El manifiesto censurado de Camus*

(The Footage Collection)
(The Footage Collection)

Este artículo debería haber aparecido el 25 de noviembre de 1939 en Le Soir Républicain, un diario de una sola hoja anverso y reverso que Camus codirigía en Argel y donde definió los cuatro mandamientos del periodista libre: la lucidez, el rechazo, la ironía y la obstinación. Fue encontrado en los Archivos Nacionales de Ultramar de Aix–en–Provence y en él se denuncia la desinformación que ya gangrenaba a Francia de 1939. El manifiesto, sin embargo, va más lejos: es una reflexión sobre el periodismo en tiempos de guerra y sobre la elección de cada uno de constituirse como un ser humano libre. La publicación de este texto fue prohibida: es inédito y sigue siendo de actualidad. 

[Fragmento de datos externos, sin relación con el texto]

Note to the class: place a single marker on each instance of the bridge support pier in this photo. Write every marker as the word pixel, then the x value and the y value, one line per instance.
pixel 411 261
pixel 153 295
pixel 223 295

Es difícil evocar hoy la libertad de la prensa sin que lo tachen a uno de extravagante, lo acusen de ser un Mata–Hari o lo persuadan de que es el sobrino de Stalin. Sin embargo, esta libertad entre las otras no es más que una de las caras de la libertad a secas, y se comprenderá nuestra obstinación en defenderla si se admite que no hay ninguna otra manera de ganar realmente la guerra.

Es verdad: toda libertad tiene sus límites. Aunque tendrán que ser libremente reconocidos. Ya hemos dicho todo lo que hemos podido decir sobre los obstáculos que se ponen hoy en día a la libertad del pensamiento y volveremos a reiterarlo hasta la saciedad. Para ser más concretos, nunca nos sorprenderemos bastante, al imponerse el principio de la censura, de que se haya prohibido a Soir Républicain la reproducción de textos ya publicados en Francia y que se encuentran bajo la diana de los censores metropolitanos, por ejemplo. El hecho de que un periódico dependa del humor o de la capacidad de un hombre demuestra mejor que cualquier otra cosa el grado de inconciencia al que hemos llegado.

Uno de los buenos preceptos de una filosofía digna de tal nombre es no explayarse nunca en lamentos inútiles frente a un estado de la situación que ya no podemos evitar. La cuestión en Francia ya no es saber cómo preservar las libertades de prensa. Es buscar cómo, ante la supresión de esas libertades, un periodista puede seguir siendo libre. El problema ha dejado de interesar a la colectividad. Concierne al individuo.

Y precisamente lo que nos gustaría definir aquí son las condiciones y medios por los que, en el seno de la guerra y de sus servidumbres, la libertad puede no solo conservarse, sino manifestarse. Estos medios se resumen en cuatro: la lucidez, el rechazo, la ironía y la obstinación. La lucidez implica una resistencia al arrastre del odio y el culto a la fatalidad. En el mundo de nuestra experiencia, es cierto que todo puede evitarse. Incluso la guerra, que es un fenómeno humano, puede evitarse o pararse en todo momento mediante métodos humanos. Basta con conocer la historia de los últimos años de la política europea para saber con certeza que la guerra, cualquiera que sea, tiene causas evidentes. Esta visión clarificadora de las cosas excluye el odio ciego y la desesperanza a la que conduce. Un periodista libre en 1939 no desespera y lucha por aquello que considera verdadero como si su acción pudiera influir en el desarrollo de los acontecimientos. No publica nada que pueda enaltecer el odio o provocar la desesperanza. Todo ello está en su poder.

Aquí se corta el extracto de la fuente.